Practical changes include:
- Using delay start on dishwashers, washing machines and dryers so they run between roughly 10am and 2pm.
- Shifting pool pumps, hot water boosters and EV charging, where possible, into solar hours instead of evenings.
- Avoiding running lots of big loads simultaneously at night if they could easily be scheduled for the middle of the day.
Some 2026 guides suggest that lifting self-consumption from around 30 percent to 50–60 percent through load shifting alone can dramatically increase annual savings compared with exporting that energy at 2–7c/kWh.
3. Reassess the case for a battery
Once you understand your usage and exports, reassess whether a battery makes sense for your home. As daytime export value falls, the value of storing daytime solar for evening use increases. A battery does not create extra energy, but it takes solar that would have been exported cheaply and moves it into the evening peak, where each kilowatt-hour is worth the full retail rate you avoid paying.
Batteries tend to make more sense when:
- You have high evening or night-time usage from cooking, entertainment, heating and cooling or home offices.
- You regularly export a lot of solar during the day that could instead be stored.
- You charge an EV at home mainly overnight or have heavily electrified heating and hot water.
- You can access rebates, low-cost finance or virtual power plant payments that shorten payback.
Australian payback studies in 2026 suggest that for these households, batteries can now sit in a typical mid-single to low-double digit year payback window, especially when incentives are included. For very low-usage or short-stay households, export-only solar may still win on simplicity and cost.
4. Think harder about panel quality
Finally, look at the quality of the panels themselves. If exported energy is worth very little, each extra kilowatt-hour you can use yourself matters more. That puts more emphasis on panels that deliver high efficiency, good temperature performance and stable long-term output, rather than simply chasing the lowest upfront module price.
Key technical factors that now have direct financial impact include:
- Efficiency: Modern panels commonly achieve high efficiency and higher power ratings, producing more energy from the same roof area than older 250–300W modules.
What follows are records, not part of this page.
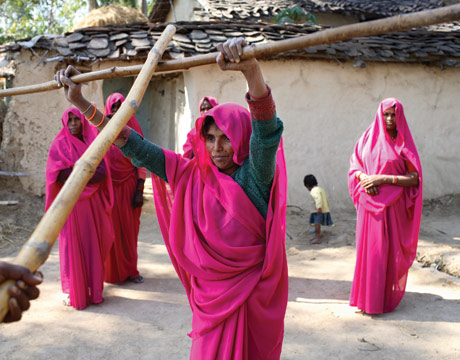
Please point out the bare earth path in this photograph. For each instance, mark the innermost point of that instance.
(151, 320)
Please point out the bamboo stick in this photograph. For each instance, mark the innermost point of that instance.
(342, 33)
(36, 250)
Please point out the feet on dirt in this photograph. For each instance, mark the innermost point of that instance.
(315, 241)
(138, 279)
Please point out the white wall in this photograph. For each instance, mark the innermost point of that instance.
(325, 107)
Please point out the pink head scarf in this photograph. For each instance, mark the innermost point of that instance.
(228, 257)
(373, 154)
(65, 150)
(385, 255)
(187, 147)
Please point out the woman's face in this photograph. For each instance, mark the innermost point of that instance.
(115, 106)
(220, 149)
(389, 116)
(205, 106)
(74, 125)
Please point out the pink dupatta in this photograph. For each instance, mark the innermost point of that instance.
(187, 147)
(231, 261)
(388, 223)
(121, 263)
(87, 235)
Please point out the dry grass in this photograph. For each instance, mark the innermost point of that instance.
(112, 14)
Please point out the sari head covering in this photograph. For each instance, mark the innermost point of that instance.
(87, 235)
(187, 147)
(230, 259)
(396, 211)
(64, 152)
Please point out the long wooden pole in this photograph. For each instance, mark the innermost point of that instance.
(36, 250)
(342, 33)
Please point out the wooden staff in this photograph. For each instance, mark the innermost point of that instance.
(36, 250)
(342, 33)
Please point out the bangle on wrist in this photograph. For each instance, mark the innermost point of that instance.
(89, 106)
(94, 113)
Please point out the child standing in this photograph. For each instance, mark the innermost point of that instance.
(320, 215)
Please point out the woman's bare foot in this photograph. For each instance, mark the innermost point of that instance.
(315, 241)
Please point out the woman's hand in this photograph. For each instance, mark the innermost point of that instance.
(371, 181)
(229, 58)
(372, 191)
(72, 91)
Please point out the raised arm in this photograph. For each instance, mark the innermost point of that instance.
(266, 127)
(229, 59)
(142, 152)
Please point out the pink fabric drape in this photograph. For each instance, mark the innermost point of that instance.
(121, 263)
(187, 147)
(231, 261)
(87, 235)
(388, 224)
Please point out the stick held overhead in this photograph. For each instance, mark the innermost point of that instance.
(36, 250)
(329, 36)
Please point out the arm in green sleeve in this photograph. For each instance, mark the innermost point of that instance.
(265, 139)
(146, 154)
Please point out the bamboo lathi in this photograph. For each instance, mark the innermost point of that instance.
(342, 33)
(36, 250)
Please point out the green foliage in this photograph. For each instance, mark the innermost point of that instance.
(23, 19)
(295, 14)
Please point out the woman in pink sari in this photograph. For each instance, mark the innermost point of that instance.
(385, 183)
(87, 235)
(128, 187)
(206, 103)
(225, 228)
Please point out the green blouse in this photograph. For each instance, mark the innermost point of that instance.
(255, 175)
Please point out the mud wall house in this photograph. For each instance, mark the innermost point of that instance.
(326, 95)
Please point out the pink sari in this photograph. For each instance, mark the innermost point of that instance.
(87, 235)
(388, 224)
(121, 263)
(187, 147)
(231, 261)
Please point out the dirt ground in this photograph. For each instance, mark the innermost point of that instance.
(151, 320)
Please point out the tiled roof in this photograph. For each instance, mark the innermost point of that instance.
(133, 42)
(256, 10)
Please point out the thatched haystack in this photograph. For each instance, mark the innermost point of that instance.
(112, 14)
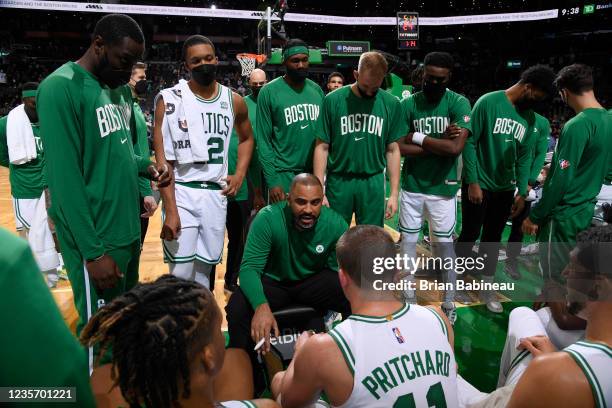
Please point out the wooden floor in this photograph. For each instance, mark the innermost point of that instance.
(151, 261)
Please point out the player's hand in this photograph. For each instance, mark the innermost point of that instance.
(325, 201)
(391, 206)
(262, 324)
(104, 272)
(150, 205)
(258, 200)
(277, 194)
(475, 193)
(529, 227)
(160, 172)
(234, 183)
(518, 206)
(171, 227)
(537, 345)
(452, 131)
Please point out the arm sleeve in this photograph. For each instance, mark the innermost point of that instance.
(398, 126)
(61, 131)
(4, 159)
(461, 113)
(324, 129)
(25, 294)
(470, 161)
(572, 141)
(256, 252)
(263, 134)
(539, 151)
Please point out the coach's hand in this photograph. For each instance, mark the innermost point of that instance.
(150, 205)
(518, 206)
(537, 345)
(234, 183)
(171, 227)
(161, 173)
(104, 272)
(529, 227)
(262, 324)
(391, 207)
(475, 193)
(452, 131)
(277, 194)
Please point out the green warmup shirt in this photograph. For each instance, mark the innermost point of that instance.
(433, 174)
(275, 248)
(579, 166)
(286, 128)
(358, 131)
(36, 348)
(540, 147)
(141, 147)
(498, 154)
(28, 179)
(92, 171)
(254, 171)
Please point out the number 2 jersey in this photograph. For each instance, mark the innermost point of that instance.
(401, 360)
(217, 116)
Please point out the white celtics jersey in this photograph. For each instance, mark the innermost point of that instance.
(595, 361)
(217, 116)
(402, 360)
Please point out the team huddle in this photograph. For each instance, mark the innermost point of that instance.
(287, 170)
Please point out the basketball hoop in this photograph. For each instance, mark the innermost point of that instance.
(249, 61)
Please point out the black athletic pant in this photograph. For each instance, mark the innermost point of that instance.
(144, 223)
(490, 216)
(320, 291)
(515, 240)
(238, 213)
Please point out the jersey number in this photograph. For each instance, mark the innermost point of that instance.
(215, 150)
(435, 398)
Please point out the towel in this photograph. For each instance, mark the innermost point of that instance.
(41, 239)
(182, 120)
(20, 137)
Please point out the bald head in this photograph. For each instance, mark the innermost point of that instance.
(257, 77)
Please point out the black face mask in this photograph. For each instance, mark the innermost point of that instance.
(433, 91)
(113, 78)
(204, 74)
(255, 91)
(141, 87)
(297, 75)
(364, 95)
(32, 114)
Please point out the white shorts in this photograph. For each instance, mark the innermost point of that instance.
(202, 213)
(24, 210)
(440, 212)
(604, 196)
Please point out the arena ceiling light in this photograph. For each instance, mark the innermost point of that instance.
(257, 15)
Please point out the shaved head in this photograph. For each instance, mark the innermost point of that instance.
(257, 76)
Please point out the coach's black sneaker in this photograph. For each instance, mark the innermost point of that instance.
(511, 269)
(450, 311)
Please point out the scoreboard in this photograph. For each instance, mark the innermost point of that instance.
(408, 30)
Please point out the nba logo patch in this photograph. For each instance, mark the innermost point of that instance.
(564, 164)
(398, 335)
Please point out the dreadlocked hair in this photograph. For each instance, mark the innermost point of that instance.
(154, 331)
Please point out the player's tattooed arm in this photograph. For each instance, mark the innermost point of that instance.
(246, 143)
(172, 222)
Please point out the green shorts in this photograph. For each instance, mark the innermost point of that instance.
(362, 195)
(557, 237)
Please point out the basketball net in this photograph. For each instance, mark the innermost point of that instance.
(249, 61)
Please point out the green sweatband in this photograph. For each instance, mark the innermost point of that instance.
(291, 51)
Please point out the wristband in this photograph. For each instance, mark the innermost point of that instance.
(418, 137)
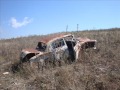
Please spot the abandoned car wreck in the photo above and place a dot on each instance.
(57, 48)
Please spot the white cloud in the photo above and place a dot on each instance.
(15, 24)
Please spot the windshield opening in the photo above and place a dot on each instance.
(41, 46)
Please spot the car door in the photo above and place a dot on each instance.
(59, 48)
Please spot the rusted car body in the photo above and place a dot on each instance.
(60, 47)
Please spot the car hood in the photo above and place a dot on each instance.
(29, 51)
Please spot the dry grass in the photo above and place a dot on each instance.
(96, 70)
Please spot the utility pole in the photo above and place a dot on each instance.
(77, 27)
(66, 29)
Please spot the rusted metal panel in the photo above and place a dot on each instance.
(58, 47)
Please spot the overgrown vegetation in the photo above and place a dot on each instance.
(96, 70)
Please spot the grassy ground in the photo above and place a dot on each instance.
(97, 69)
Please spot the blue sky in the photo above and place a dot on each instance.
(38, 17)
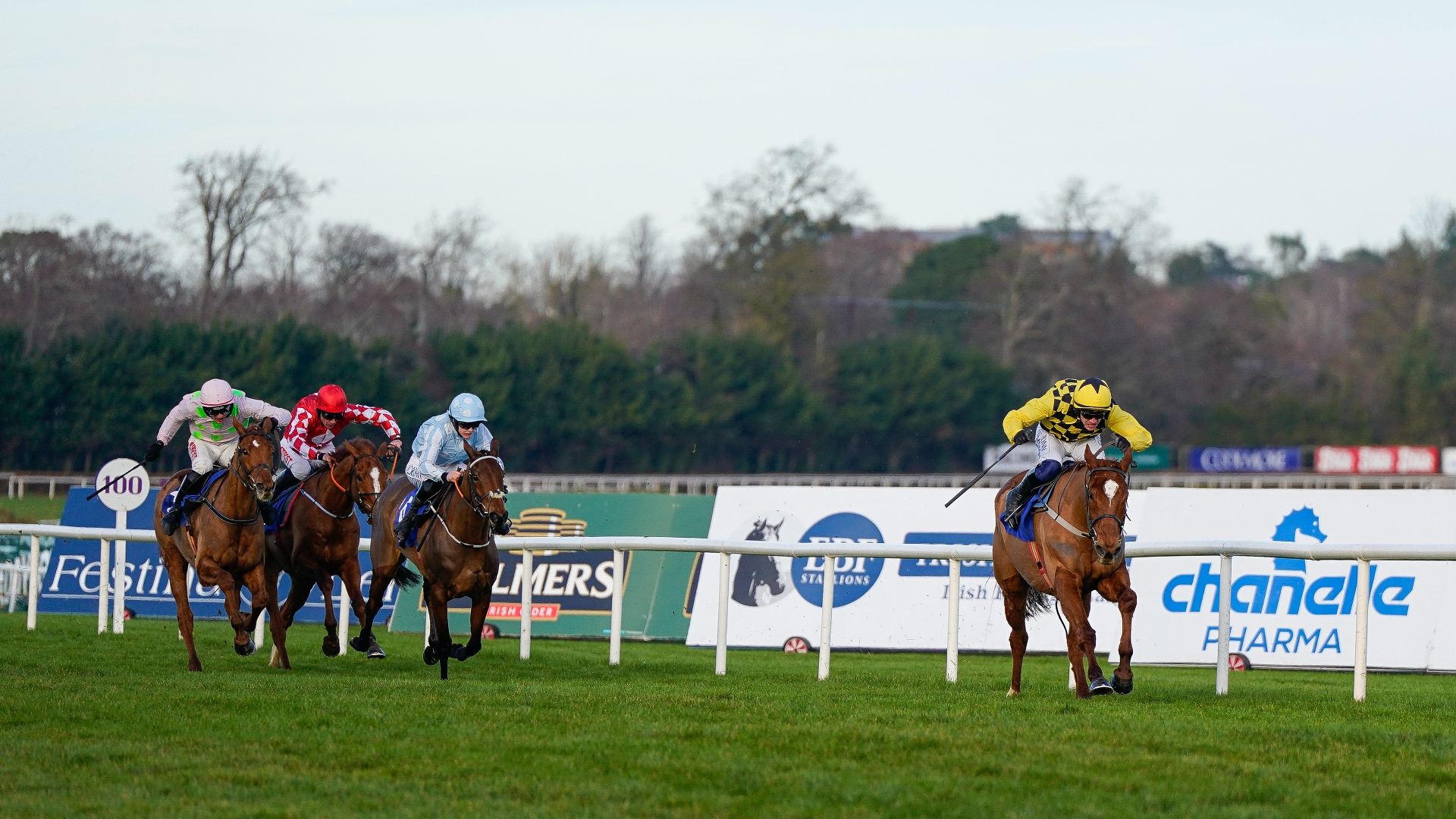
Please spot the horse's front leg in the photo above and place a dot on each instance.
(331, 623)
(1120, 591)
(1081, 639)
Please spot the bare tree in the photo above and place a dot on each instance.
(452, 260)
(231, 197)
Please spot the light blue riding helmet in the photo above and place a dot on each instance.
(468, 409)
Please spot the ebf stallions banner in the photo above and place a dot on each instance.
(878, 602)
(1294, 613)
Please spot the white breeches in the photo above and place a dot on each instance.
(207, 455)
(1052, 447)
(299, 465)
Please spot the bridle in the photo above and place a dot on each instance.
(475, 500)
(1103, 554)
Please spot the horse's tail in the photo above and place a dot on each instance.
(1037, 604)
(406, 577)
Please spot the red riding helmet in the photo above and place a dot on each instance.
(332, 398)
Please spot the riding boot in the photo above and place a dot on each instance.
(174, 518)
(1019, 497)
(413, 516)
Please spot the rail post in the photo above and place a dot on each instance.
(526, 604)
(33, 594)
(102, 580)
(952, 624)
(1362, 624)
(1225, 624)
(615, 651)
(826, 615)
(118, 620)
(721, 659)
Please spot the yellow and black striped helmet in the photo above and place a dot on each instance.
(1092, 397)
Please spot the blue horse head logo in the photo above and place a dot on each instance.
(1299, 522)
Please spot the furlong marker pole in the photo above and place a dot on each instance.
(33, 594)
(615, 651)
(104, 572)
(952, 624)
(344, 618)
(118, 620)
(526, 605)
(826, 615)
(1220, 686)
(721, 661)
(1362, 624)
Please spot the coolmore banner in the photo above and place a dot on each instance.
(1229, 460)
(1294, 613)
(878, 602)
(73, 576)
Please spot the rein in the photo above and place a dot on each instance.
(475, 503)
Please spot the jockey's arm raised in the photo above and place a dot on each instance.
(1123, 423)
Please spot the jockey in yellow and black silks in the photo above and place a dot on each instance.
(1065, 423)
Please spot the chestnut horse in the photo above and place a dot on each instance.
(223, 541)
(456, 553)
(1078, 548)
(322, 538)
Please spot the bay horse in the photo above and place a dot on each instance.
(322, 538)
(455, 551)
(223, 542)
(1078, 548)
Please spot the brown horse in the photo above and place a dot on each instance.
(223, 541)
(322, 538)
(456, 553)
(1078, 550)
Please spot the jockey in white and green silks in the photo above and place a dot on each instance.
(213, 438)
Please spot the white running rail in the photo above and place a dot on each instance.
(1225, 550)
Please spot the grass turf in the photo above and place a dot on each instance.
(33, 507)
(114, 725)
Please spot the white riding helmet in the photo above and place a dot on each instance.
(218, 392)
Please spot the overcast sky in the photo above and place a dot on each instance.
(1335, 120)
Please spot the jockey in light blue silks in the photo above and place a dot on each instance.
(438, 457)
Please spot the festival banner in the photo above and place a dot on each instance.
(1294, 613)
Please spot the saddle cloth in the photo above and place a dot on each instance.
(283, 506)
(191, 500)
(1027, 531)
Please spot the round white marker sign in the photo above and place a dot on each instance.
(123, 487)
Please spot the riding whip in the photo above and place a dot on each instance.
(982, 475)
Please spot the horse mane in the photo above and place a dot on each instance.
(357, 447)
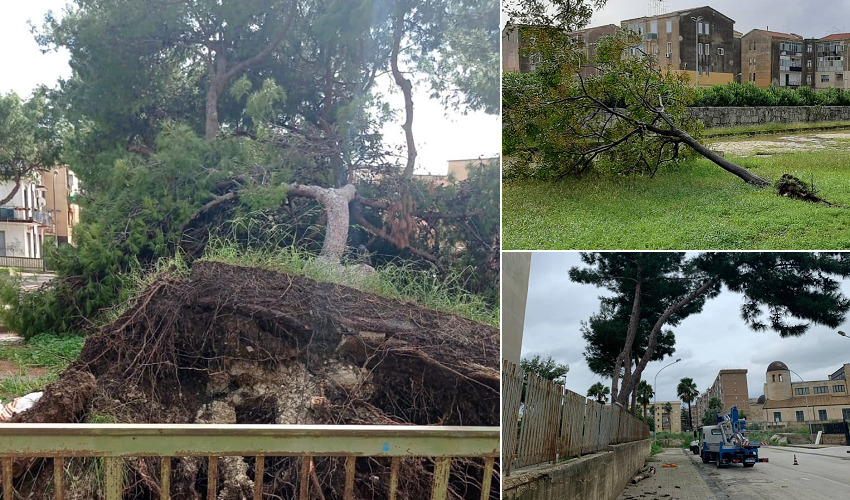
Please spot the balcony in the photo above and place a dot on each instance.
(19, 214)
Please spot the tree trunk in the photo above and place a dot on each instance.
(721, 162)
(335, 202)
(653, 335)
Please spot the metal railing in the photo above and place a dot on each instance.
(552, 423)
(114, 442)
(26, 263)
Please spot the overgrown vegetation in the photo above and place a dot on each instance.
(748, 94)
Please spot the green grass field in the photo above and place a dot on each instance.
(694, 205)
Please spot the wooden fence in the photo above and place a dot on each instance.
(553, 423)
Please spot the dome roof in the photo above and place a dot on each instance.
(776, 365)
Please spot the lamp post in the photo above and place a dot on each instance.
(55, 211)
(655, 405)
(807, 404)
(696, 48)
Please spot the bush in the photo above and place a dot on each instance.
(748, 94)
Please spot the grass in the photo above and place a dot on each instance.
(771, 128)
(693, 205)
(42, 351)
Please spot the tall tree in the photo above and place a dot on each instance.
(545, 368)
(644, 394)
(29, 139)
(687, 391)
(782, 292)
(599, 392)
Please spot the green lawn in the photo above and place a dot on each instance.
(695, 205)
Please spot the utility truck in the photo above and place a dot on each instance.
(726, 442)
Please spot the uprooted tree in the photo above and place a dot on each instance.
(626, 114)
(226, 344)
(782, 292)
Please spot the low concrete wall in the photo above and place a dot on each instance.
(734, 116)
(601, 476)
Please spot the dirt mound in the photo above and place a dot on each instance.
(232, 344)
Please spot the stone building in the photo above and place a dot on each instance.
(699, 42)
(798, 402)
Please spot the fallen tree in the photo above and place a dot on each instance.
(230, 344)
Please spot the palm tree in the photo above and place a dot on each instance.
(645, 394)
(687, 391)
(599, 392)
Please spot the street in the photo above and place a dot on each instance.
(822, 473)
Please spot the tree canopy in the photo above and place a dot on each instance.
(782, 292)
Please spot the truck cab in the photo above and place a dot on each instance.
(727, 443)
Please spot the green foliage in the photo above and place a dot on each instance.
(694, 205)
(546, 368)
(621, 119)
(748, 94)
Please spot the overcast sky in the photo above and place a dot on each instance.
(803, 18)
(708, 342)
(439, 137)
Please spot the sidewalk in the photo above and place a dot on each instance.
(682, 482)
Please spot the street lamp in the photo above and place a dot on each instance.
(807, 404)
(696, 48)
(55, 210)
(655, 389)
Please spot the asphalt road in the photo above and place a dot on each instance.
(822, 473)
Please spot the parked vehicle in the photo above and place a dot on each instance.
(726, 443)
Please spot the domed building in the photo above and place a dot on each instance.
(786, 400)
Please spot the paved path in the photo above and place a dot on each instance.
(683, 482)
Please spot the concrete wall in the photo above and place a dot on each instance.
(733, 116)
(601, 476)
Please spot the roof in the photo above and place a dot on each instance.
(836, 36)
(776, 34)
(679, 13)
(777, 365)
(813, 400)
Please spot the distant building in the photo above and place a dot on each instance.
(23, 218)
(787, 401)
(831, 66)
(667, 422)
(730, 387)
(772, 58)
(699, 42)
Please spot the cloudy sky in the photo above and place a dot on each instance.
(777, 15)
(439, 137)
(713, 340)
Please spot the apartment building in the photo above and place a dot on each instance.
(772, 58)
(830, 61)
(700, 42)
(23, 218)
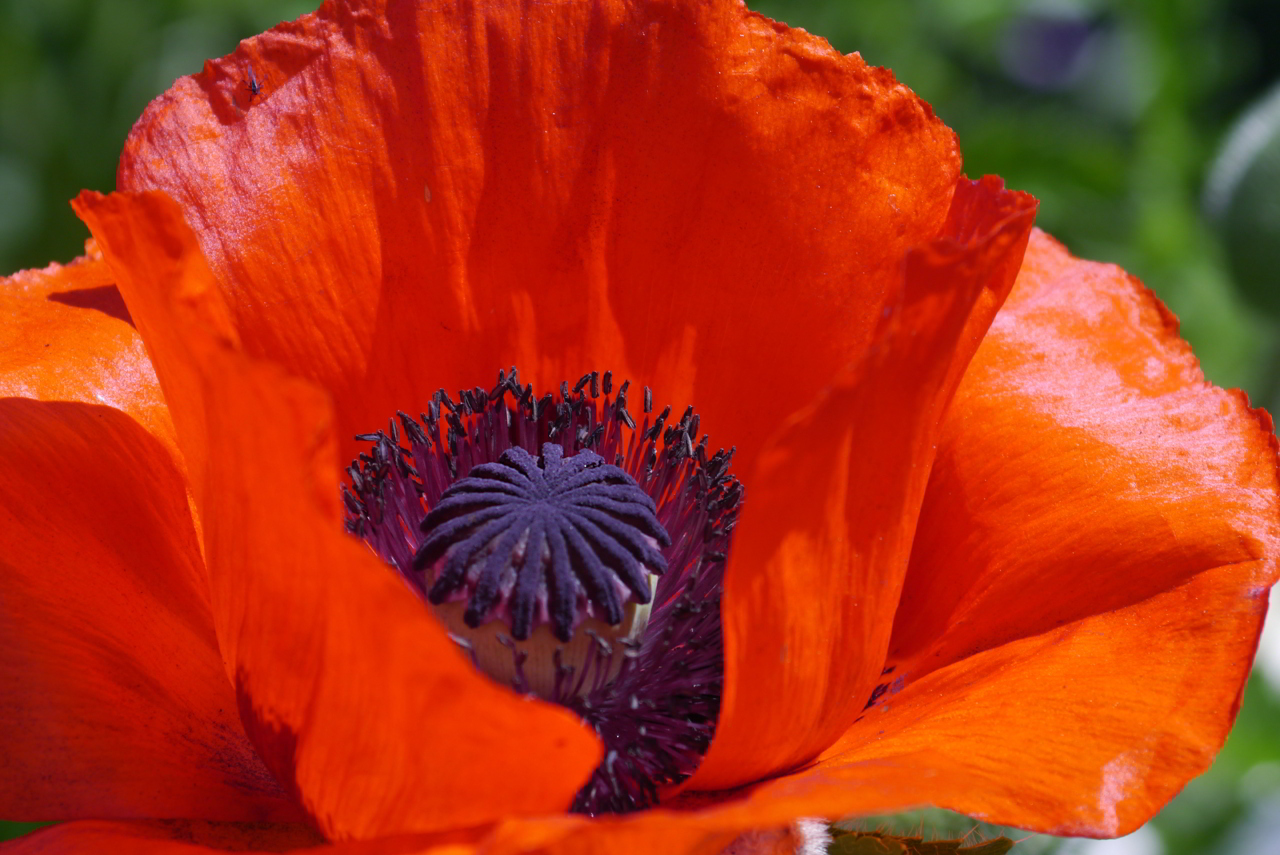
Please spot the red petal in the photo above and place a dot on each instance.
(822, 547)
(348, 687)
(1086, 730)
(684, 192)
(186, 837)
(115, 702)
(1084, 466)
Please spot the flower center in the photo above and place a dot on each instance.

- Degradation: Independent tests show typical modern panels degrade around a small percentage per year, while premium modules can be warranted at lower degradation rates, resulting in higher lifetime energy yield.
- Temperature behaviour: Panels that hold performance better in heat can produce more usable energy in Australian summer conditions.
Over 25 years, small differences in annual degradation and temperature performance can translate into thousands of extra kilowatt-hours, which is increasingly important when those kilowatt-hours are being used or stored, not sold cheaply.
What installers should say now
For most households, the customer story has shifted from “earn money from exports” to “keep more of your solar and buy less from the grid”. That is a simple message that matches what people see on their bills.
A smart installer conversation now does three things:
- Starts with the customer’s energy usage profile and asks about future needs.
- Explains clearly how low feed-in tariffs, self-consumption and batteries change the value of each kilowatt-hour.
- Shows how better panel technology can lift both immediate output and long-term yield, so the system keeps saving even as tariffs and prices move.
Framing the discussion this way helps customers look past “what is the cheapest system?” and focus on “what will work best for my home over the long term?”. That is better for the homeowner, who gets a system that actually meets their needs, and better for installers, who can design higher-quality jobs and build ongoing relationships instead of one-off price fights.